Sa maîtrise du dossier du Sahara occidental, qu’il a directement suivi notamment à travers des séjours prolongés à Tindouf (près de la frontière algéro-marocaine), lui vaut parfois le surnom de « Mahfoud Polisario ». Interlocuteur estimé des dirigeants du Polisario, il a eu tout au long de sa carrière à collaborer et à côtoyer les milieux diplomatiques, desquels il est apprécié.

Dans les années 1980, Nour-Eddine Mekri collabore étroitement avec Mohamed Seddik Benyahia, ministre des Affaires étrangères et artisan de la libération des otages américains détenus en Iran. Le ministre a trouvé la mort en 1981, quand son avion a été abattu par un missile irakien alors qu’il était en mission de bons offices dans le conflit entre l’Irak et l’Iran. Il reste marqué par son passage aux côtés de Benyahia dont il garde des souvenirs mémorables. « Mahfoud » a également connu des passages notables dans les structures de formation telle que l’Institut des hautes études de sécurité nationale, qu’il a dirigé au début des années 1990.

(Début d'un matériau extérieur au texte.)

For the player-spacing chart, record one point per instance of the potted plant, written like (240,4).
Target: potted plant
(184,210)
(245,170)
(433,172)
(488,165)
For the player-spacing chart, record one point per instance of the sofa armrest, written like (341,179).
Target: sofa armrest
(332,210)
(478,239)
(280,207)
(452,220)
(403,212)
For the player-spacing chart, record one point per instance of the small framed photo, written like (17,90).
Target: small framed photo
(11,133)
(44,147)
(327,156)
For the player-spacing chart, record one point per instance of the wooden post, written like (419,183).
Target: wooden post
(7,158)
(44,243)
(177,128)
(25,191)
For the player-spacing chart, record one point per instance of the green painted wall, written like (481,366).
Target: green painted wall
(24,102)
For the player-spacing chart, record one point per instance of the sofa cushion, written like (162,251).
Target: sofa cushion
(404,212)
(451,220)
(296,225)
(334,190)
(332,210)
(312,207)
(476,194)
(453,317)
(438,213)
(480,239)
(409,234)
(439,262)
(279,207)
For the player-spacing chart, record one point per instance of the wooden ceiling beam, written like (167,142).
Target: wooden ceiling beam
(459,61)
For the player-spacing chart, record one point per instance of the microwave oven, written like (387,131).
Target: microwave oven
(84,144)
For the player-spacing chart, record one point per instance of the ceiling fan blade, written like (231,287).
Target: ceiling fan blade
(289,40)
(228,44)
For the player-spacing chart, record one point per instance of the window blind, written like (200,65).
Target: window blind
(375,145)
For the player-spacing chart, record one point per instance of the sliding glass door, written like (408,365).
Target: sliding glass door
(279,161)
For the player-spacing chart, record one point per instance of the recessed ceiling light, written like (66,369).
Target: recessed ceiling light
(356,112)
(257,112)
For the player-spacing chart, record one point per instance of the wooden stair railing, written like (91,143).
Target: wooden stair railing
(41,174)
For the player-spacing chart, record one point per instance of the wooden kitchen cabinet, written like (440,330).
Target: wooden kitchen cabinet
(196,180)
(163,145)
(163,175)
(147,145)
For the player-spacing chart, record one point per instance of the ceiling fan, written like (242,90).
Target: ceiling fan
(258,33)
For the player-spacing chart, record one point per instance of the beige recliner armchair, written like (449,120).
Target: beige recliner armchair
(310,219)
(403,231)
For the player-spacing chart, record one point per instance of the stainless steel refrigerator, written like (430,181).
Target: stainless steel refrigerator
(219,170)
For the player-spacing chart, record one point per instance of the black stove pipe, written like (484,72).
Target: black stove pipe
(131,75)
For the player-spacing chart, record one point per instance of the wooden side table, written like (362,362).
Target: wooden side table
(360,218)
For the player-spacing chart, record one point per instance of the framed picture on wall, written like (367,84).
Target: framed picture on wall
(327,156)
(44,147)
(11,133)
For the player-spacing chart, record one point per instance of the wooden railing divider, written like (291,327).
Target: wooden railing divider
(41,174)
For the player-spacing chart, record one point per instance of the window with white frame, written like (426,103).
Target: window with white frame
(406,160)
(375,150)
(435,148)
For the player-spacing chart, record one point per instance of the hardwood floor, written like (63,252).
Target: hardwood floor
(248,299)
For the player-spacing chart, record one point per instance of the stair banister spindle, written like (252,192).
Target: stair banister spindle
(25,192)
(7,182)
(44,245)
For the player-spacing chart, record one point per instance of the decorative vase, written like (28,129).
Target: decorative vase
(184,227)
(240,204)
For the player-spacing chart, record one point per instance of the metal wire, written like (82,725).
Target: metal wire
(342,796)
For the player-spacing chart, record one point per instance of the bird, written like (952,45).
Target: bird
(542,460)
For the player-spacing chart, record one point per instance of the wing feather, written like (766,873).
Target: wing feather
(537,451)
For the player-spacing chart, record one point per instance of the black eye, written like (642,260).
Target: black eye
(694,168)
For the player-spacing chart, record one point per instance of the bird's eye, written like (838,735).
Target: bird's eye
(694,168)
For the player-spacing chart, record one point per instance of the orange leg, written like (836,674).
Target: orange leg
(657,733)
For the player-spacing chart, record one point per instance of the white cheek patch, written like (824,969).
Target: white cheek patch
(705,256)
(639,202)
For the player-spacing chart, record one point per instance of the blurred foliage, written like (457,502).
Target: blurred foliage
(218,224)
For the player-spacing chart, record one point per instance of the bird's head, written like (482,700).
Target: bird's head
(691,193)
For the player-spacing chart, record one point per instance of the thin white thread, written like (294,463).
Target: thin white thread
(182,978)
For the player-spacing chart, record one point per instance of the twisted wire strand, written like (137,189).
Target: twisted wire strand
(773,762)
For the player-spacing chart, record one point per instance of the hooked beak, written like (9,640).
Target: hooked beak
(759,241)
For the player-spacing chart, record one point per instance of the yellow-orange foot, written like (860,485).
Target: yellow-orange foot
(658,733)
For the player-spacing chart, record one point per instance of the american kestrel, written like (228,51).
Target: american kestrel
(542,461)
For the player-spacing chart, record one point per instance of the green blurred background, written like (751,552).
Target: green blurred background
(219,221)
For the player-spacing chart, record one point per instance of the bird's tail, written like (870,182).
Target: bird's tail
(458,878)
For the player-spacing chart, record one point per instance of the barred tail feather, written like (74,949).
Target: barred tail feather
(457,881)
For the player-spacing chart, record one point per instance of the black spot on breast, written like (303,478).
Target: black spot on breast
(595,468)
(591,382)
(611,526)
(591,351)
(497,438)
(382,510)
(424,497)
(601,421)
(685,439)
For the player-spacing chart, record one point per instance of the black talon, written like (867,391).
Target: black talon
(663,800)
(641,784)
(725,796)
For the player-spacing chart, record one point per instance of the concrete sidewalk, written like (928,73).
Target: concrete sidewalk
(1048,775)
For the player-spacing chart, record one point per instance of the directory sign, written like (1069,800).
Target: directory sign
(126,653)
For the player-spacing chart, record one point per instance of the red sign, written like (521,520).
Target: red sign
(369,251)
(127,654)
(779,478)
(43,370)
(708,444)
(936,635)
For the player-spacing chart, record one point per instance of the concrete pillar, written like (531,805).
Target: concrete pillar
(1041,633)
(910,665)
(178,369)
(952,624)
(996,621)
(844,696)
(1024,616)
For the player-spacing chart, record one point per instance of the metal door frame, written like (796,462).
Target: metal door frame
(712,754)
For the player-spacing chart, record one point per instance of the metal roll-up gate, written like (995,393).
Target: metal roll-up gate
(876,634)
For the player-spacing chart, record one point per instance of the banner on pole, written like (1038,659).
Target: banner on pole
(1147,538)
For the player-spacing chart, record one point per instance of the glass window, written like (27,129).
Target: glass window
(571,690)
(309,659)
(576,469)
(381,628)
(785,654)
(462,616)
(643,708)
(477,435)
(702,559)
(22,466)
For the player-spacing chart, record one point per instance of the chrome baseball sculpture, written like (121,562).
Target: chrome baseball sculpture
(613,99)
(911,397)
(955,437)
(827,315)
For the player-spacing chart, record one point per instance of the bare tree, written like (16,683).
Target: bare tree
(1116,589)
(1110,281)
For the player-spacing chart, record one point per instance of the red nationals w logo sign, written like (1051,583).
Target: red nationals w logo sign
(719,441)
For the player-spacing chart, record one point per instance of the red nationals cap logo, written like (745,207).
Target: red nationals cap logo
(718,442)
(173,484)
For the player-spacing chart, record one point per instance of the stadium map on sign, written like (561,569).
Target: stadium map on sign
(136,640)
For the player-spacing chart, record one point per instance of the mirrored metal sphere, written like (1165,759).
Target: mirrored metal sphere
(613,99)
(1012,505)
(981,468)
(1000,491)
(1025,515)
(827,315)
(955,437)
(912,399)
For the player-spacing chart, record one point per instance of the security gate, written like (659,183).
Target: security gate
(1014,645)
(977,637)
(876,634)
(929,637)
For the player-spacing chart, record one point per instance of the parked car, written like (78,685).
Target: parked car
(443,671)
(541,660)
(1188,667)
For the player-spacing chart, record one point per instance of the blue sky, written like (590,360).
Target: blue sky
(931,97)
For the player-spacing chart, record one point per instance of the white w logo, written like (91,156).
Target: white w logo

Il a pu nouer des contacts professionnels et personnels utiles avec toute la hiérarchie militaire

Sa carrière bifurque le 10 septembre 2009 lorsqu’il est nommé Directeur central au ministère de la Défense nationale, chargé des relations extérieurs et de la coopération (DREC). Ce poste à la tête de la DREC est stratégique car il permet à son chef de nommer et diriger l’ensemble des attachés de défense algériens en poste à l’étranger, d’assister les délégations militaires étrangères en visite en Algérie et de garder un œil sur les représentations diplomatiques dotées de bureaux militaires à Alger.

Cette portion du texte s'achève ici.